Jun Xiaoyao podía ignorar las otras oportunidades en la Grieta de los Diez Reinos.
Pero el Altar del Espíritu Heroico era una oportunidad que valoraba más, crucial para su transformación.
Y cuanto más profundo iban, más fuerte era la resonancia emitida por la bolsa de fichas en la mano de Jun Xiaoyao.
Estaba claro que no estaba lejos del Altar del Espíritu Heroico.
En ese momento, una figura elegante voló desde lejos; era Yan Qingying.
—Joven maestro.
Al ver a Jun Xiaoyao, Yan Qingying lo llamó.
—¿Qué sucede?
Notando el cabello ligeramente despeinado de Yan Qingying y el aura de batalla, Jun Xiaoyao preguntó.
Yan Qingying entonces relató los eventos que habían ocurrido anteriormente.
—Así que es eso, Ji Qingyi ha descendido y se ha aliado con un Niño que Desafía los Cielos.

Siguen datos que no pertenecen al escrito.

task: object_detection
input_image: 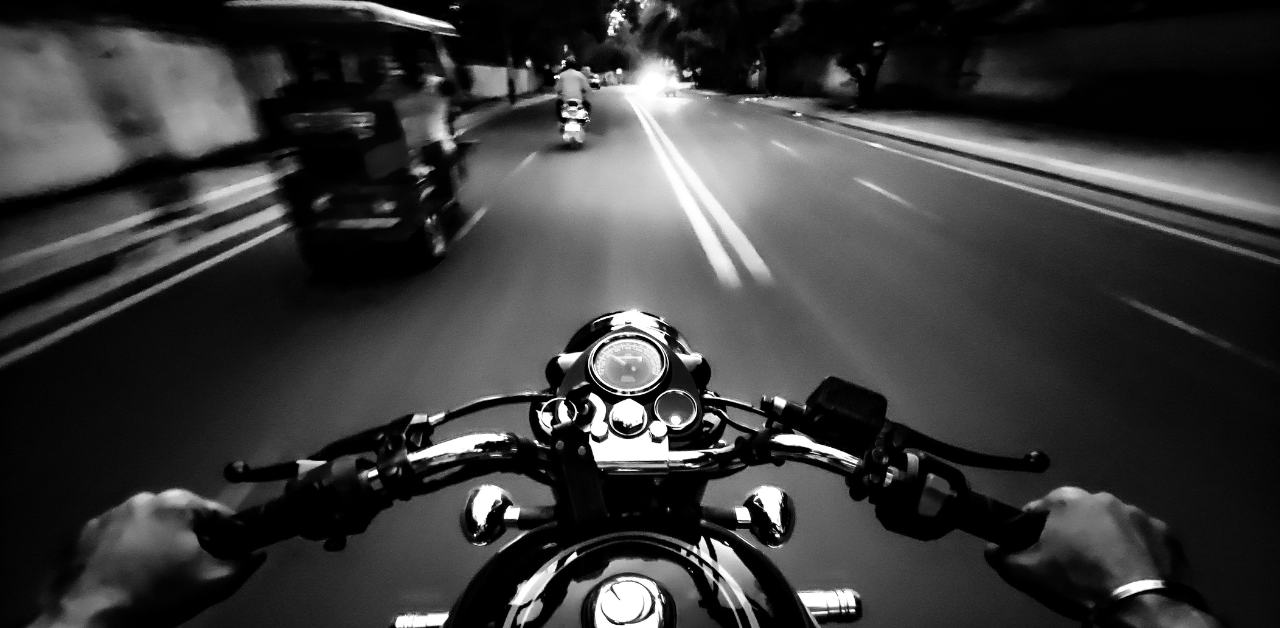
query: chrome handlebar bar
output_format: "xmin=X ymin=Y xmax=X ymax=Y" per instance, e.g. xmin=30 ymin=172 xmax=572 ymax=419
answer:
xmin=361 ymin=432 xmax=863 ymax=492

Pero ese Niño que Desafía los Cielos evidentemente no es simple, posee el Origen de los Tres Reinos —comentó Jun Xiaoyao.

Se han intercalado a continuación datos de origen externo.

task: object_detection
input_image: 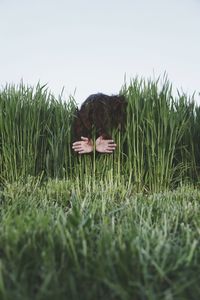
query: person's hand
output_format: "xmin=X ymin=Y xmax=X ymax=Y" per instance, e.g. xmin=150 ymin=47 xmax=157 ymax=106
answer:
xmin=72 ymin=136 xmax=93 ymax=154
xmin=96 ymin=136 xmax=117 ymax=153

Yan Qingying mencionó que el Niño que Desafía los Cielos había matado a otros dos Niños que Desafían los Cielos.
Lo que significaba que él solo llevaba el Origen de los Tres Reinos.
Un Niño que Desafía los Cielos común no podría ser tan poderoso.
—Joven maestro, lo siento, ¿te he causado problemas? —preguntó Yan Qingying tímidamente.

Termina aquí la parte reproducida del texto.